Wrong to attribute Kula for predecessors’ work — Ramallingam a/l Balasubramaniam

MAY 23 — I refer to the the opinion piece, Kula, the HR Minister we need, and here’s why, published in The Malay Mail on 10 May 2019.

With all due respect to the Silicon Valley returnee writer, Mohd Firdaus Ilham, the attribution to Human Resources Minister M. Kulasegaran on the latter’s supposed good work in the Ministry was misplaced. With only a year in office and almost zero public administration experience, Kulasegaran could not have become a super Human Resources Minister, the way Mohd Firdaus made him out to be. 

First, the writer talked about the importance placed by Kulasegran in promoting technical and vocational education training (TVET). It is true that many advanced countries like Japan and Germany had prioritised TVET and Malaysia is doing the right thing by following suit.

But this is not something new. The country’s oldest vocational institution, the Sekolah Menengah Teknik Kuala Lumpur was established in 1926. Ever since, there’s been a mushrooming of technical and vocational institutions in Malaysia. 

If Kulasegaran had been seen to be promoting TVET more than his predecessors, it is definitely not something done by default, rather than design. As automation and Industrial Revolution 4.0 creep up on the global economy, ignoring the development of technical skills would have been economically suicidal. There’s really nothing to shout about for a Minister to tread on the right, safer path, as opposed to a treacherous one. Do you congratulate your Grab driver for not crashing the vehicle and keeping you safe? It is the least one can do!

Mohd Firdaus had also praised Kulasegaran for attending a May Day rally organised by the Malaysian Trade Unions Congress. This is the first time a Human Resources Minister attends the event in decades, supposedly in recognition of the MTUC.

Is the writer aware why previous Ministers had stayed away from the MTUC gathering? Surely ALL of Kulasegaran’s predecessors couldn’t be so insensitive by turning away from the national umbrella body for trade unions, who represent workers’ welfare, in the country? Couldn’t Kulasegaran’s predecessors have partaken in political theatrics by showing up, just for a few hours once a year? Or do they know something that the first-term Minister did not?

Mohd Firdaus was either wilfully ignorant or naive. The MTUC was made out to be the true custodian of workers’ welfare. Those in the know may disagree. In fact, the changing labour landscape means less workers are unionised as the number of freelancers rise in tandem with market needs. Perhaps the newbie Minister is not aware of this rising trend or oblivious to MTUC’s true motives for the May Day rally invitation?

Mohd Firdaus had also listed a litany of human resources policies that Kulasegaran supposedly will introduce. Let’s be real. These policies, whether on gender equality or combating workplace sexual harassment are not new. They had been brought up by previous Ministers in the past.

It will be foolish to think that a new Minister will have the time to settle in to the demanding job AND come up with visionary ideas that will transform human resources landscape in less than a year.

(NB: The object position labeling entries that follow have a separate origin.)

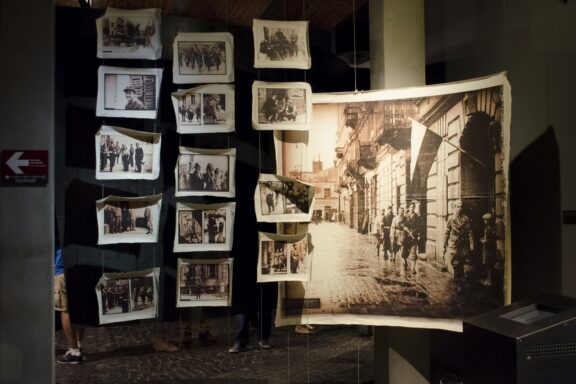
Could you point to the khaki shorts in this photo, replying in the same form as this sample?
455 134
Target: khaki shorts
60 295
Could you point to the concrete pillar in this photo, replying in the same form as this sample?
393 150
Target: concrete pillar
397 59
27 213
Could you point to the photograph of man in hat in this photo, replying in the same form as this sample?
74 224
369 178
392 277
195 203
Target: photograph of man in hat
133 102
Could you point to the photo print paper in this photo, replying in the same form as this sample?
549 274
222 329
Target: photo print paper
128 219
123 153
129 34
281 106
203 58
204 109
283 199
204 283
281 44
410 214
284 257
205 172
204 227
128 296
128 92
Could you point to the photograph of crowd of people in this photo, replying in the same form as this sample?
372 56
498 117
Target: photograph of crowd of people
129 34
121 154
278 106
283 257
203 58
281 44
127 296
203 282
203 173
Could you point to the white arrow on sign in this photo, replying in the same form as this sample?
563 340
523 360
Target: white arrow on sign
14 162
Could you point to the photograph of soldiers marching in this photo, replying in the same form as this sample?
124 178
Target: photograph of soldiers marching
409 209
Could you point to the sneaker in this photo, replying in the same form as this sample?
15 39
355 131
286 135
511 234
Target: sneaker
236 348
264 344
69 358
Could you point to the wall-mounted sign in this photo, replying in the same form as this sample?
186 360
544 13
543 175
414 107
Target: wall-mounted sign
24 168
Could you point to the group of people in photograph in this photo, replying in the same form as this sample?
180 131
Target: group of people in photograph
112 153
279 43
279 108
212 179
401 234
201 57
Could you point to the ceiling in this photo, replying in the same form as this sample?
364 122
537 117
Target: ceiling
322 14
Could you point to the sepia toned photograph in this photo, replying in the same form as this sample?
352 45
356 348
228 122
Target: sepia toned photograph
284 257
123 153
129 34
203 58
205 109
128 296
283 199
204 227
128 92
128 219
204 283
206 172
281 106
281 44
411 205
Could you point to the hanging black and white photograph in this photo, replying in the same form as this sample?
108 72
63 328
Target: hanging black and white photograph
123 153
128 92
204 227
129 34
281 106
281 44
128 219
203 58
128 296
284 257
410 214
204 283
283 199
205 109
206 172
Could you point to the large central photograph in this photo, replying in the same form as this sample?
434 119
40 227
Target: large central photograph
410 215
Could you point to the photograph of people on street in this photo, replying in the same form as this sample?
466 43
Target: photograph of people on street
128 92
278 106
129 34
203 282
281 44
410 203
203 58
123 153
283 257
128 220
205 109
127 296
205 172
204 227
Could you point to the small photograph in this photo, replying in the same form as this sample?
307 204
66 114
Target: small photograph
128 219
123 153
281 199
204 283
204 227
205 172
128 296
284 257
281 44
281 106
203 58
128 92
205 109
129 34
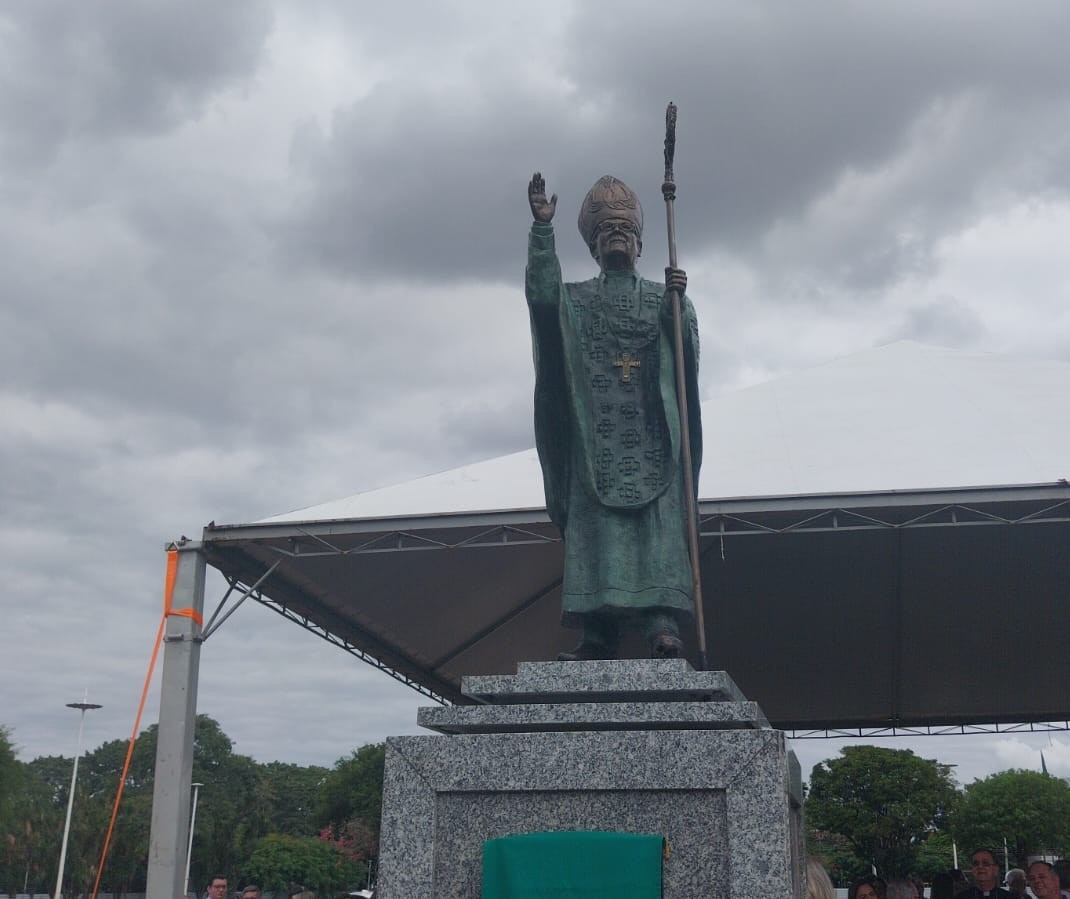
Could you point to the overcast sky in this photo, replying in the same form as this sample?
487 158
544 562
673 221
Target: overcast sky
257 256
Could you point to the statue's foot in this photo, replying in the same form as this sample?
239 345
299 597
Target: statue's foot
586 652
666 645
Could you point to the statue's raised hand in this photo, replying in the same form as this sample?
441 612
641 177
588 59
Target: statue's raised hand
543 209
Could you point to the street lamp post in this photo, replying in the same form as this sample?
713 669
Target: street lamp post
82 706
189 844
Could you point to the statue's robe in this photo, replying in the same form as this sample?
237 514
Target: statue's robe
609 437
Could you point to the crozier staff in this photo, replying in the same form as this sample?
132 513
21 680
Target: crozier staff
608 427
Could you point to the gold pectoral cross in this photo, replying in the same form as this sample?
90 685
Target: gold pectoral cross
626 363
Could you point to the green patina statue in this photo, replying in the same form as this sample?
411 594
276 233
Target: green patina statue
608 428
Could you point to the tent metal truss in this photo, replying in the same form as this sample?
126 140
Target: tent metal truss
719 520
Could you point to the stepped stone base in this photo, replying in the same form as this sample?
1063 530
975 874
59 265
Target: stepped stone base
640 746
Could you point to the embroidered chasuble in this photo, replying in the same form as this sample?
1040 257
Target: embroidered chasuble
607 427
592 865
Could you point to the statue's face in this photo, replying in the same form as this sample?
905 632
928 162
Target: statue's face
617 244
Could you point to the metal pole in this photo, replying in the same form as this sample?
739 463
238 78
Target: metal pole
178 713
189 850
83 706
669 192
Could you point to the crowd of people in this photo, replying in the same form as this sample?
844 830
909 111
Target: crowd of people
1043 879
217 886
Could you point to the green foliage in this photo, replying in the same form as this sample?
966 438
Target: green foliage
280 862
10 775
290 794
1030 809
240 803
934 855
884 803
353 789
835 852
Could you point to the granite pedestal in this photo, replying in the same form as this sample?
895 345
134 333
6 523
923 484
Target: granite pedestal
646 746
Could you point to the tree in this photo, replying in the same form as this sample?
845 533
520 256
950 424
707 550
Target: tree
884 802
353 790
290 793
1032 810
280 863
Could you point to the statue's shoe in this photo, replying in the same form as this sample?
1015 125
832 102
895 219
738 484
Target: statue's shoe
586 652
666 645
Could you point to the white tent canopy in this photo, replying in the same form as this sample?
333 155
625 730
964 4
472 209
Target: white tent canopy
904 416
870 530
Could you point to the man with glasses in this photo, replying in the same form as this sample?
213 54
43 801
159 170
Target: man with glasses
216 887
986 877
1043 881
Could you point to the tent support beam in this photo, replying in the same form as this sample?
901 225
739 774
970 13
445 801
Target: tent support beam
169 835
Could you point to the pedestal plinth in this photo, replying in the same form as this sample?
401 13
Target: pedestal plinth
646 746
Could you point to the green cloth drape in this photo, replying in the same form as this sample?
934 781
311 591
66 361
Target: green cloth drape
572 865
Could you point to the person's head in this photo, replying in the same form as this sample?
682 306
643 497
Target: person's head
901 888
611 223
1063 872
1043 881
818 884
1015 881
986 868
865 888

Credit must be given to Kulasegaran’s predecessors and the bureaucrats who had their fingers on the pulse of the country’s human resources needs.

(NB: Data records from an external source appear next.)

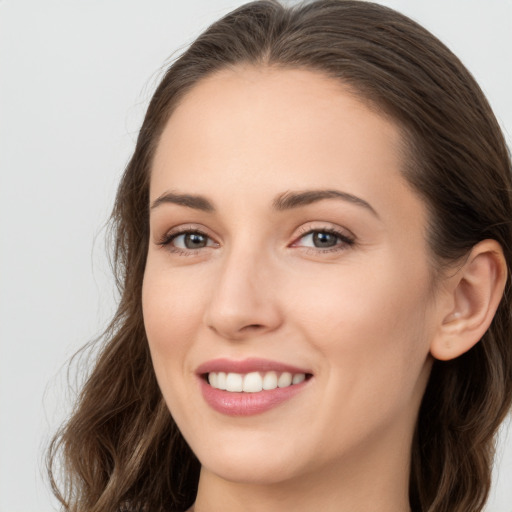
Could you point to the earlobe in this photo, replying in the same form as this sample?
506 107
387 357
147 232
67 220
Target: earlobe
475 293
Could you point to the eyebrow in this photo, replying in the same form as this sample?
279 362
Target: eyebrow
285 201
290 200
188 200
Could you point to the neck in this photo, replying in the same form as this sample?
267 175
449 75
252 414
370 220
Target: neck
373 481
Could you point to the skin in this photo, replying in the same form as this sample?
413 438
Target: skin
362 316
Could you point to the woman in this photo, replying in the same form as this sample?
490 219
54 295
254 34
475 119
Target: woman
313 240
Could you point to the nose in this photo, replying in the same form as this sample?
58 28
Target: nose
243 304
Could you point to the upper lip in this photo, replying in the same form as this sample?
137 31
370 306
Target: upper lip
252 364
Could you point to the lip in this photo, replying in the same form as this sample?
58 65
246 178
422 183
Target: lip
252 364
247 404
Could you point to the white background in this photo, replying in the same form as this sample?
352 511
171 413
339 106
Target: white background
75 77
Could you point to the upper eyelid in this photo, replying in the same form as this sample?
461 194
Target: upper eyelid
303 230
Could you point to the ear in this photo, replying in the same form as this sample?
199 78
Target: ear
474 294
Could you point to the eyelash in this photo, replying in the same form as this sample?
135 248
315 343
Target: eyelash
344 241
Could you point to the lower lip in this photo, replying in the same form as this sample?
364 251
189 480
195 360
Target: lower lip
247 404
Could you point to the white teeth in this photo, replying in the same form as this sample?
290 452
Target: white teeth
221 380
253 382
298 378
285 379
212 379
234 382
270 380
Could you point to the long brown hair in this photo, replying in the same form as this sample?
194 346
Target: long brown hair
121 447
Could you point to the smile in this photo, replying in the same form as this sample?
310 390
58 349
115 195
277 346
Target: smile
249 387
253 382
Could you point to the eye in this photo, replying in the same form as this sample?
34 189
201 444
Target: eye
324 239
187 241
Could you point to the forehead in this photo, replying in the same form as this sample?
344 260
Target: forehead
287 128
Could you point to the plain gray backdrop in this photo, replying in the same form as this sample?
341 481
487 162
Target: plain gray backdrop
75 78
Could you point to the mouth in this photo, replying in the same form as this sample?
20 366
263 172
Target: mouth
253 382
251 386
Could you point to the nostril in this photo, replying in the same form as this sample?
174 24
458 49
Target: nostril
252 327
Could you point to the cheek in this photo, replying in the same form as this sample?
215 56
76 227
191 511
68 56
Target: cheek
172 315
369 320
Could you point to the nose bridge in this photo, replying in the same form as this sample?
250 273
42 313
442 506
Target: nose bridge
244 301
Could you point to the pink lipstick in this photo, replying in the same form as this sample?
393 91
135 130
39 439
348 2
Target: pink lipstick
251 386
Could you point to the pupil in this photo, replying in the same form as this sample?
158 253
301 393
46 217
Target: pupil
194 240
322 239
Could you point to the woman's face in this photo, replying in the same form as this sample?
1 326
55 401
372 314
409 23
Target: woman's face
285 245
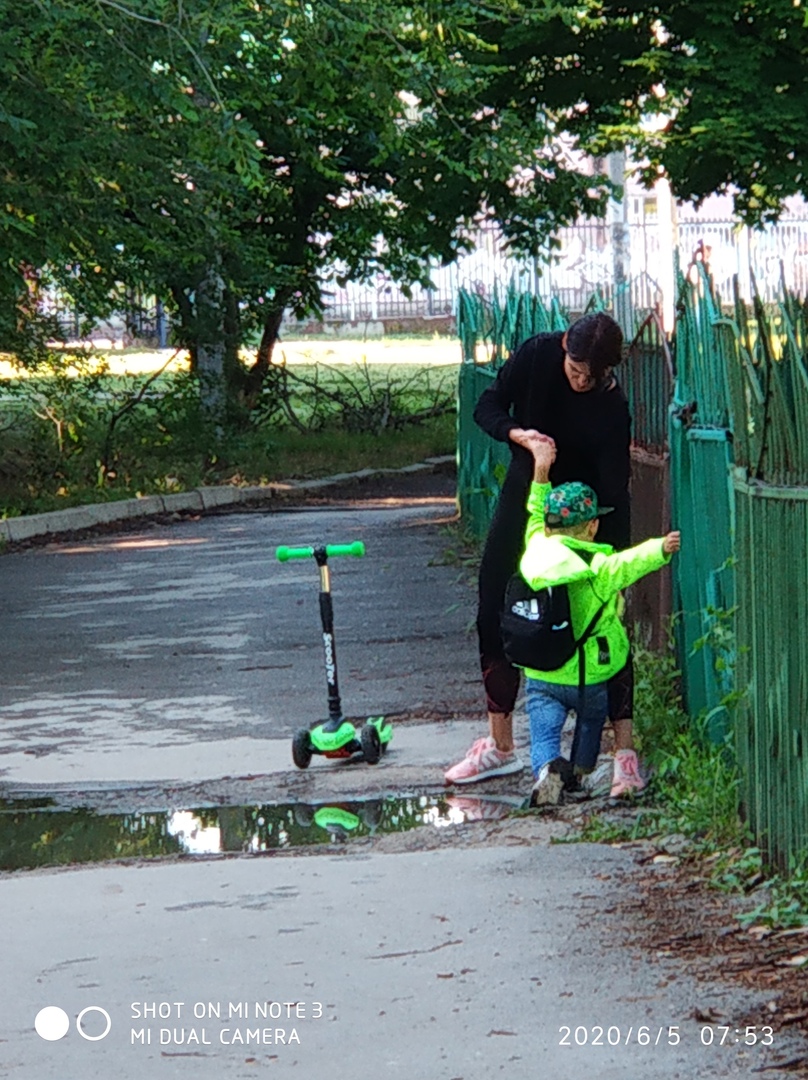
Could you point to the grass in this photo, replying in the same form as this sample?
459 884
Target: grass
694 794
66 440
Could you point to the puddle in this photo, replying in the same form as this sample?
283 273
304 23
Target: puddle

Besides, Kulasegaran would have needed more time to settle in into the new job, especially tip-toeing around political sensitive issues. His gaffe while campaigning during the Rantau by-election about asking Indians to support an Indian candidate and only dine in Indian eateries shows he still has much to learn.

*This is the personal opinion of the writer or publication and does not necessarily represent the views of Malay Mail.